En las próximas semanas comenzará a despejarse la interrogante sobre la dirección de la política exterior estadounidense por parte del nuevo gabinete. Descartada la posibilidad que Venezuela sea un tema priorizado, en un contexto signado por la pandemia y sus consecuencias sociales y económicas, uno pudiera desear que las sutilezas y el pragmatismo evidenciado durante su propia campaña electoral, hagan la diferencia sobre la aproximación al conflicto en el país caribeño. Mantener una posición de principios en alentar una salida democrática al conflicto, en donde en algún momento puedan realizarse elecciones libres. Y dentro de esta continuidad, realizar una estrategia de presión internacional que combine el aumento de sanciones a violadores de derechos humanos con una flexibilización de las sanciones financieras que están aumentando el sufrimiento de la población. Todo en el marco de una estrategia coherente y coordinada con otros actores internacionales. Sin olvidar la atención global y regional a la crisis migratoria, que continuará aumentando sus flujos en la medida que la economía de nuestros países vecinos normaliza sus actividades económicas.
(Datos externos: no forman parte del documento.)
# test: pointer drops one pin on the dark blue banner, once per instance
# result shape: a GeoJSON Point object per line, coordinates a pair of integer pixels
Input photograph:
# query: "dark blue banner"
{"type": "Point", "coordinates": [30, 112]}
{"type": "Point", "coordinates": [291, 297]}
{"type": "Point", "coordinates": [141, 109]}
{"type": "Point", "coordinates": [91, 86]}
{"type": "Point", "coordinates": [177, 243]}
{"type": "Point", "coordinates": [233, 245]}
Hemos aprendido, amargamente, que la crisis venezolana no tiene atajos ni salidas rápidas. Si las tuviera, sencillamente ya estaríamos en otra situación. La política exterior estadunidense, a partir del 2021, debe permitir que sean los propios venezolanos quienes puedan encontrar una salida a su laberinto. Ojalá que el liderazgo político del país asuma la transición en la Casa Blanca como una oportunidad para recapitular en sus estrategias, enmendar errores y darle oxígeno a sus fortalezas. A quienes somos parte de la sociedad civil nos toca otro tanto, una labor que podemos llevar de manera más ligera sin el peso de aquella sombra sobre nuestros hombros.